Generating a subspace sigma-algebra Say X is a set and $\mathcal{E}$ is a collection of its subsets. 
Let $\mathcal{M}$ be the sigma-algebra generated by $\mathcal{E}$ (or the smallest sigma-algebra over X containing all members of $\mathcal{E}$)
Provide the subset $Y \subset X$ the sigma-algebra $\mathcal{M}^* = \{ M \cap Y : M \in \mathcal{M}\}$. Analogously define the collection $\mathcal{E}^* = \{E \cap Y : E \in \mathcal{E}\}$ of subsets of Y.
Is it true that $\mathcal{E}$* generates $\mathcal{M}$* (that $\mathcal{M}$* is the smallest sigma-algebra over Y containing $\mathcal{E}$*)?
EDIT:
So I found a solution. The answer is yes. It involved taking  the sigma-algebra $\mathcal{N}^*$ over Y actually generated by $\mathcal{E}^*$ and constructing the sigma-algebra $\mathcal{N}$ over X consisting of all subsets of X whose intersection with Y was a member of $\mathcal{N}^*$, noticing that $\mathcal{N}$ contained $\mathcal{E}$ and therefore contains $\mathcal{M}$, and deducing that $\mathcal{N}^* \supset \mathcal{M}^*$. The reverse inclusion is easy.
 A: The $\sigma$-algebra $\mathcal{M}^{\ast}$ can be viewed as the initial
$\sigma$-algebra generated by the inclusion map.
More precisely, let $i:Y\rightarrow X$ be the inclusion map defined
by $i(x)=x$. We can verify that $\mathcal{M}^{\ast}$ is the smallest
$\sigma$-algebra on $Y$ such that $i$ is $\mathcal{M^{\ast}}/\mathcal{M}$-measurable
and $\mathcal{M^{\ast}}$is explicitly given by $\mathcal{M}^{\ast}=i^{-1}(\mathcal{M}):=\{i^{-1}(B)\mid B\in\mathcal{M}\}$.

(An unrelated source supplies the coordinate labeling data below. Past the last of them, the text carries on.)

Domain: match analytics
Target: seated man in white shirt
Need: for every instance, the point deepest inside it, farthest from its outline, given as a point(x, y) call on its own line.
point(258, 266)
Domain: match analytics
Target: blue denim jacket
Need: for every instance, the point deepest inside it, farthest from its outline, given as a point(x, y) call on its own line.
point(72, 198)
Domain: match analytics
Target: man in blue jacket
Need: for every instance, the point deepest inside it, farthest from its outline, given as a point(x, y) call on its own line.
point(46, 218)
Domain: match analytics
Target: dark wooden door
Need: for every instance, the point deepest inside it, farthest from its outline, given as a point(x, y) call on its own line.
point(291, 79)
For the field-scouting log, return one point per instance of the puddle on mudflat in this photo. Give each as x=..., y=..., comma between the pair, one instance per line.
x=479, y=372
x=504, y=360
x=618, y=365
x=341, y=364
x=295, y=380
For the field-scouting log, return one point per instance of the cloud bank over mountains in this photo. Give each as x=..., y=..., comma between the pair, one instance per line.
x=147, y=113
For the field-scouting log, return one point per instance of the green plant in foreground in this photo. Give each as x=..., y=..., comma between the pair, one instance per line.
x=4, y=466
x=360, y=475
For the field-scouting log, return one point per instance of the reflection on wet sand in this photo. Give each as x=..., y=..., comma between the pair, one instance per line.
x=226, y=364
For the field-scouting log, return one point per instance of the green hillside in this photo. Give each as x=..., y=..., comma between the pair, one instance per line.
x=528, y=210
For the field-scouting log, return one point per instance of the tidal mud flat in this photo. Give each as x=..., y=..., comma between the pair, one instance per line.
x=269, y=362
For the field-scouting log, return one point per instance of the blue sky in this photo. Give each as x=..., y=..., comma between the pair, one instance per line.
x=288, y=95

Also note that $\mathcal{E}^{\ast}=i^{-1}(\mathcal{E})$. In the following,
we show that $\sigma\left(i^{-1}(\mathcal{E})\right)=i^{-1}\left(\sigma(\mathcal{E})\right)$.
Since $\mathcal{E}\subseteq\sigma(\mathcal{E})$, we have $i^{-1}(\mathcal{E})\subseteq i^{-1}(\sigma(\mathcal{E}))$.
Observe that $i^{-1}(\sigma(\mathcal{E}))$ is a $\sigma$-algebra,
so $\sigma\left(i^{-1}(\mathcal{E})\right)\subseteq i^{-1}(\sigma(\mathcal{E}))$.
To show the reverse inclusion $i^{-1}(\sigma(\mathcal{E}))\subseteq\sigma\left(i^{-1}(\mathcal{E})\right)$,
we let $\mathcal{N}=\{B\subseteq X\mid i^{-1}(B)\in\sigma\left(i^{-1}(\mathcal{E})\right)\}$.
By direct verification, $\mathcal{N}$ is a $\sigma$-algebra on $X$
and $\mathcal{E}\subseteq\mathcal{N}$. Therefore $\sigma(\mathcal{E})\subseteq\mathcal{N}$
and hence $i^{-1}(\sigma(\mathcal{E}))\subseteq\sigma\left(i^{-1}(\mathcal{E})\right)$.
We remark that the theorem $\sigma\left(i^{-1}(\mathcal{E})\right)=i^{-1}\left(\sigma(\mathcal{E})\right)$
continues to hold if $Y$ is replaced by an arbitrary set and $i$
is replaced by an arbitrary map $f:Y\rightarrow X$.